Proloterapi’nin tedavi skalası geniştir. Aşağıdaki hastalıkların tedavisinde kullanılabilir.
- Siyatik ağrıları(bel fıtığı)
- Migren
- Ameliyat sonrası iyileşmeyen bel ve boyun fıtıkları
- Eklem gevşeklikleri ve güç kaybı (laksite)
- Tendinit (Tendon ve ligamentlerde iyileşmeyen kronik rahatsızlıklar)
- Bursit (eklem ve tendonların kayganlığını sağlayan sıvı üreten organlarda inflamasyon)
- Artroz (eklem kireçlenmeleri, aşınma ve eskimeler)
- Avaskuler nekrozlar( kemik dokunun yetersiz kan akımı nedeniyle nekroze olması)
- Kas ve be tendonların tekrarlayan şişmeler ve ağrılar sonucu işlev yapamadıkları rahatsızlıklar
- Tekrarlayan baş ağrılar
- Tekrarlayan boyun ağrıları
- Tekrarlayan sırt ağrıları
- Tekrarlayan bel ağrıları
- Omurgalarda, göğüs kafesinde ve kaburgalarda geçmeyen kas ve ligament ağrıları
- Topuk dikeni
- Ayak bilek, el bilek burkulmaları sonrası geçmeyen ağrılar
- Koksidinia (Kuyruk sokumu ağrısı)
- Skolyoz (skolyozda bilinenin aksine ligament inbalansı çok önemli bir sebebidir)
- Kifoz
- Osteitis Pubis
- Kondromalazi
- Meniskopati
- Tenisçi dirseği (epikondilit)
- Plantar fasitis
- Morton nörinoması
- Ameliyat sonrası geçmeyen kas, eklem ağrıları
- Tetik noktalar
- Fibromiyalji
- Temporomandibuler eklem hipermobilitesi
- Karpal Tünel Sendromu
- Spor yaralamaları
- Perthes hastalığı
- Metatarsalji
- Lumbalji
-
Akupunktur Tedavisi Sırasında Vücutta Organik Bir Değişiklik Oluşuyor mu?

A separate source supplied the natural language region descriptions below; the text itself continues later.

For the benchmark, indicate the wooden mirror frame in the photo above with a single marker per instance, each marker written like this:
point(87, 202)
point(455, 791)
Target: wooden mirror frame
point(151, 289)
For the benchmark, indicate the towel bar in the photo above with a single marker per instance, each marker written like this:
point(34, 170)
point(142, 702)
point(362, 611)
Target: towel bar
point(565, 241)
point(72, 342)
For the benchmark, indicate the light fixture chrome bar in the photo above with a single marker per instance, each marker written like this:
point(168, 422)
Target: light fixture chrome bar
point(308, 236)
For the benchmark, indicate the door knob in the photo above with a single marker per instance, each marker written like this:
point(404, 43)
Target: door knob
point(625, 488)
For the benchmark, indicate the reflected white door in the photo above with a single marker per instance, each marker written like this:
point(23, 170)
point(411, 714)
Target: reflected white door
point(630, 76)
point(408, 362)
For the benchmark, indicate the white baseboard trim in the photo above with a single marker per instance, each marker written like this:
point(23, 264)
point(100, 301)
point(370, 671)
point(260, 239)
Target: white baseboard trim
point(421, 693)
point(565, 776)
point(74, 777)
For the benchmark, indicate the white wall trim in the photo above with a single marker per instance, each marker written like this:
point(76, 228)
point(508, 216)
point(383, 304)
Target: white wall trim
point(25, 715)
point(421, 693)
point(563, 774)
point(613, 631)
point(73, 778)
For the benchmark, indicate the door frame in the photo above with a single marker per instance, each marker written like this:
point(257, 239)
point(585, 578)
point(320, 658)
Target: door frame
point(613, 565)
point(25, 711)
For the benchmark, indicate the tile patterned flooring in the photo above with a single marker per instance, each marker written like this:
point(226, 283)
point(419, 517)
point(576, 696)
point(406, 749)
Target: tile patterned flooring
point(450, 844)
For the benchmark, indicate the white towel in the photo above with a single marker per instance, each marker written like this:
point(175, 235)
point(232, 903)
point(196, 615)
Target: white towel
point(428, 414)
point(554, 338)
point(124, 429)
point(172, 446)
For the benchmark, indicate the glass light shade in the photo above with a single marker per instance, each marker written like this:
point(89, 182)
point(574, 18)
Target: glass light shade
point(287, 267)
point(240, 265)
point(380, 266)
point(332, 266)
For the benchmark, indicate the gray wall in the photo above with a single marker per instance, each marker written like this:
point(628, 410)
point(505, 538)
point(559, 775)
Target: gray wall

Evet; akupunktur iğnesi batırıldığı zaman, iğnenin yakınındaki bölgelerde, sinirler boyunca ya da beyinde değişik kimyasal maddeler salgılanmaktadır.
İlaç tedavilerinde kullanılan vücudun kendi çarkı, ilaçların aksine her hangi bir yan etkiye neden olmadan, kullanılmakta ve tedavi sanal bir ortamda değil fizyolojik ve biyokimyasal düzeyde sağlanmaktadır. Akupunktur tedavisi sırasında; mide asit salgısında veya kan şekeri düzeyinde değişiklik oluşturulabilmekte ya da morfin benzeri endorfin denen ağrı kesici maddeler salgılanmaktadır. Bunlar organik olaylardır.
Eğer endorfinin etkisini bloke eden naloksan maddesi verilirse, akupunkturun ağrı kesici etkisini bloke etmek mümkündür.
-
Akupunktur İğnesi Acı Verir mi?
Bir çok kişinin merak ettiği ve endişelendiği bir durumdur, ama akupunktur neredeyse ağrısız bir tedavi yöntemidir.
İğneler son derece incedir ve genellikle hastaların çoğu, onca endişeye rağmen iğneleri çok az hissettikleri için şaşırırlar. İğne batırılırken çok hafif bir sinek ısırığı hissi ve sonrasında iğne bölgesinde hafif bir ısınma veya ağırlık hissi ya da uyuşma normaldir ve iğne çıkarılınca ortadan kaybolur.